NIRS - Letter to Sen. Dole

Nuclear Information and Resource Service
1424 16th Street NW, #404
Washington, DC 20036
202-328-0002; fax: 202-462-2183

April 16, 1996

Hon. Robert Dole
Majority Leader
United States Senate
Washington, DC 20510

Dear Majority Leader Dole:

We are dismayed and outraged to learn that a Senate floor vote on S. 1271 (Craig, R-Idaho) tentatively has been scheduled for April 25 or 26, 1996.

As you know, April 26, 1996 is the tenth anniversary of the Chernobyl nuclear accident--a disaster that has grown larger with time. It is an anniversary that merits sober reflection on the terrible consequences of the nuclear age, and respect for the tens of thousands of people who have lost their homes, their land, and their lives.

Instead, we apparently will be treated to the spectacle of a Senate vote on the U.S. nuclear power industry's latest "not-in-my-back-yard" scheme--a bill which has been quite aptly dubbed the "Mobile Chernobyl Act."

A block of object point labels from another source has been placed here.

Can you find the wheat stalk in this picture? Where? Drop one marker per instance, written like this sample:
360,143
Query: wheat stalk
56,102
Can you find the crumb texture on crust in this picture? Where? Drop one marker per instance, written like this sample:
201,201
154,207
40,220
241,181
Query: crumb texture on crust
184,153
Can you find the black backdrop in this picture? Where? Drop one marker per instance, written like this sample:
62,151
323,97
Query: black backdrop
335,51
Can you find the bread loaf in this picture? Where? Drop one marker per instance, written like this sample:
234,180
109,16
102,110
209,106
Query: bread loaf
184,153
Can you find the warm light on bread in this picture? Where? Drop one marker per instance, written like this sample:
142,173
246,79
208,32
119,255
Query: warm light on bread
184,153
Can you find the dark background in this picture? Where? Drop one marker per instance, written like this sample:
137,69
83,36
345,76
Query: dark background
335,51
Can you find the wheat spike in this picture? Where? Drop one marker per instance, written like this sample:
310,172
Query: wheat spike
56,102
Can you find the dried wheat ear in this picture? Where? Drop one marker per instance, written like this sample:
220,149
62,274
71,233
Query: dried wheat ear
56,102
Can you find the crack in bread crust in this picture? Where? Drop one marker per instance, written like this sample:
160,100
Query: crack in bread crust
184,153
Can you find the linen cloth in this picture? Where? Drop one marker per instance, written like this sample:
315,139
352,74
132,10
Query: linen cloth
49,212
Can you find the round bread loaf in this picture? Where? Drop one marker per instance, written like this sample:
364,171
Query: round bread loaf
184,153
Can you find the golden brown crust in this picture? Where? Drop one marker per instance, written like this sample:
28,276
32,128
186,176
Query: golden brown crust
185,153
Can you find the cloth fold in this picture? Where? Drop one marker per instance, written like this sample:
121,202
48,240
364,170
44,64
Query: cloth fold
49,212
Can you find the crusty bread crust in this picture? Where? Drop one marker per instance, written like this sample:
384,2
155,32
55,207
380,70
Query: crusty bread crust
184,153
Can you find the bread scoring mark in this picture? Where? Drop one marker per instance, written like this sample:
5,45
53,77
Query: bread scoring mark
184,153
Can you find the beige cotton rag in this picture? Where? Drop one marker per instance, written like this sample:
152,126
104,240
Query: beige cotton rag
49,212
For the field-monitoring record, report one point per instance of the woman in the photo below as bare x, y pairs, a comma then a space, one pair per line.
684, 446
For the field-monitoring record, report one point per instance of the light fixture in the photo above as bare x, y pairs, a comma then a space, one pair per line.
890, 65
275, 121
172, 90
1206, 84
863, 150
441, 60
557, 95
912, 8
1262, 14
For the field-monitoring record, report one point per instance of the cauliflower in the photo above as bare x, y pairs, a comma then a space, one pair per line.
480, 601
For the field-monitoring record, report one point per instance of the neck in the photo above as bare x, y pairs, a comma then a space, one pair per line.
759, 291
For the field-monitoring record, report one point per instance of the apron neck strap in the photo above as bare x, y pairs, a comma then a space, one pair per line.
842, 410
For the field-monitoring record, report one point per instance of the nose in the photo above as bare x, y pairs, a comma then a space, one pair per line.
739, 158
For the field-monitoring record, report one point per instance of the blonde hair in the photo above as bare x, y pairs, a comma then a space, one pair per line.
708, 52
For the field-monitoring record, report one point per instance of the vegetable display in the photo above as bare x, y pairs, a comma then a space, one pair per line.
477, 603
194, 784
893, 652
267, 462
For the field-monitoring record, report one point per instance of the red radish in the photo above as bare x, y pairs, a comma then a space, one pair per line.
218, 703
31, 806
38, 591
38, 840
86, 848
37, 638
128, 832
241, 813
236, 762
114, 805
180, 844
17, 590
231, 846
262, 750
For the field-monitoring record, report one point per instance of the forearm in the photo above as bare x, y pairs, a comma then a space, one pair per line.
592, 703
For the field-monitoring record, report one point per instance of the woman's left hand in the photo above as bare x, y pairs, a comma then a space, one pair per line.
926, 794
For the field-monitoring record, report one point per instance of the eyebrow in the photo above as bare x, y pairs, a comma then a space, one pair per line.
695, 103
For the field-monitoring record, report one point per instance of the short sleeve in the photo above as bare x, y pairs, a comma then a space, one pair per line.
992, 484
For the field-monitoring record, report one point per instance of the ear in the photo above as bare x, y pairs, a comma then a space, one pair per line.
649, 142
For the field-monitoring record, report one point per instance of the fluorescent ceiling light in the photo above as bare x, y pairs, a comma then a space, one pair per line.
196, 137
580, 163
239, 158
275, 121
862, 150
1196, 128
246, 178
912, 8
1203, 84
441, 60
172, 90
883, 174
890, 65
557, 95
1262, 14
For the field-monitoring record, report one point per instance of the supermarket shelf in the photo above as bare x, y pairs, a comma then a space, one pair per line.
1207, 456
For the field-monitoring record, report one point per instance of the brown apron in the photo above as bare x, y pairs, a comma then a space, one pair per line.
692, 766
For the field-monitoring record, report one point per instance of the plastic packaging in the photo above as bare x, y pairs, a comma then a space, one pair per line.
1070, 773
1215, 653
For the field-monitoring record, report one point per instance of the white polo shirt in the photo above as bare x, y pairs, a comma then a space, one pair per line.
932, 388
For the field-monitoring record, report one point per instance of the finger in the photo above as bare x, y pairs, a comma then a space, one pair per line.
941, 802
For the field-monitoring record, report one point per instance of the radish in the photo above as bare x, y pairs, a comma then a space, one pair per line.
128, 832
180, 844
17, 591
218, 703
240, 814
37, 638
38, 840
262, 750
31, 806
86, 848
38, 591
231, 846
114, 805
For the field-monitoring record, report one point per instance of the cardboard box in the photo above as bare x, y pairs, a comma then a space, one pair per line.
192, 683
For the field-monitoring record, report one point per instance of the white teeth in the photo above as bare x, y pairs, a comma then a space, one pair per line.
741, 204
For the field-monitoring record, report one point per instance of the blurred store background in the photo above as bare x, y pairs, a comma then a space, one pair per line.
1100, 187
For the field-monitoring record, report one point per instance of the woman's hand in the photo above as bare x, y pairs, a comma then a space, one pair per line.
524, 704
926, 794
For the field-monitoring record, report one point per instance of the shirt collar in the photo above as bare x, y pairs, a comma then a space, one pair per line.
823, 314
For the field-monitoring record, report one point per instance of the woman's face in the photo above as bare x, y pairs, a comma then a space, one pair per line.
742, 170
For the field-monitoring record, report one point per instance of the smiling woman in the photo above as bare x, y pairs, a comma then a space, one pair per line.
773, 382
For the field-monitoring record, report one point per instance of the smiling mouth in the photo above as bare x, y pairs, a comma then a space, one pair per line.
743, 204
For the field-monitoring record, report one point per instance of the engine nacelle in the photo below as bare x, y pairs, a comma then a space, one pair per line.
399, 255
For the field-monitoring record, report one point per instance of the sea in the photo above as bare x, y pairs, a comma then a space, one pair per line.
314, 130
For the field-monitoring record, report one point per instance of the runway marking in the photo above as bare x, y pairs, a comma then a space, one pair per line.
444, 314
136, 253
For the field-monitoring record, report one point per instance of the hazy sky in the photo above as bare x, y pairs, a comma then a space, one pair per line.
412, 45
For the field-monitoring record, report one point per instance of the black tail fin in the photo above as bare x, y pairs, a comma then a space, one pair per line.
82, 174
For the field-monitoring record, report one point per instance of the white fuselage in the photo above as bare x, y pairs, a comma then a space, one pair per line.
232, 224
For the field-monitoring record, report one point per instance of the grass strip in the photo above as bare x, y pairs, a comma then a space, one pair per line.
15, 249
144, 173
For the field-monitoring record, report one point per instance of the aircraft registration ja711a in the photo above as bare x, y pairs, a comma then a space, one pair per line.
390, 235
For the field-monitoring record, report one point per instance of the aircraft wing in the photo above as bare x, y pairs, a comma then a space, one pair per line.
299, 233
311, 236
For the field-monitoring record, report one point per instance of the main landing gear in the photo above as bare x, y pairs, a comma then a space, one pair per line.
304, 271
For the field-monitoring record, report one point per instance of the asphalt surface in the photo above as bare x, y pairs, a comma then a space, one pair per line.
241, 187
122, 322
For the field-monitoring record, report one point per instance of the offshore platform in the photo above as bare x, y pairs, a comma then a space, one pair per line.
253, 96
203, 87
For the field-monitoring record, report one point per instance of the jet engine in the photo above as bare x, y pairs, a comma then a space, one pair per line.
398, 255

S. 1271 addresses the ongoing and enormous problem of radioactive waste by moving the problem from the nuclear utilities to taxpayers. The bill would establish an "interim" radioactive waste storage site near Yucca Mountain, Nevada, and begin the unprecedented transport of high-level radioactive waste through 43 states and the District of Columbia; through dozens of cities and across our nation's agricultural heartland. Once the waste left the utility sites, where it is now, title to and liability for that waste would transfer from the utilities to the taxpayers. All this because nuclear utilities don't want to pay for storage of their own waste, and, like everyone else, don't want it in their own backyards.

S. 1271 would be an insult to the American people at any time. Holding this vote on the 10th anniversary of Chernobyl is contemptuous and demonstrates a serious lack of understanding of the lessons of Chernobyl.

Writing in the April 1996 issue of Scientific American, Yuri Shcherbak, Ukraine's Ambassador to the United States, said, "Chornobyl [Ukrainian spelling] was not simply another disaster of the sort that humankind has experienced throughout history, like a fire or an earthquake or a flood. It is a global environmental event of a new kind. It is characterized by the presence of thousands of environmental refugees; long-term contamination of land, water and air; and possibly irreparable damage to ecosystems. Chornobyl demonstrates the ever growing threat of technology run amok."

S. 1271 ignores the lessons of Chernobyl. The high-level nuclear waste that would be transported across our nation's railways and highways contains 95% of the radioactivity ever created in the U.S. Before we begin such a risky endeavor, we had better be sure that the first transport of this deadly material is the last. Moving the waste to an "interim" site, even as evidence is growing that Yucca Mountain is not suitable for permanent disposal, could be a catastrophic mistake.

We must avoid a Mobile Chernobyl in the United States. The best way to do that is to not rush into nuclear industry schemes to avoid liability for their own waste products.

A fitting commemoration of Chernobyl's 10th anniversary would be for you to announce that S. 1271 will never reach the Senate floor. At the very least, out of respect for the victims of commercial nuclear technology, we urge you to postpone this vote to a more appropriate time.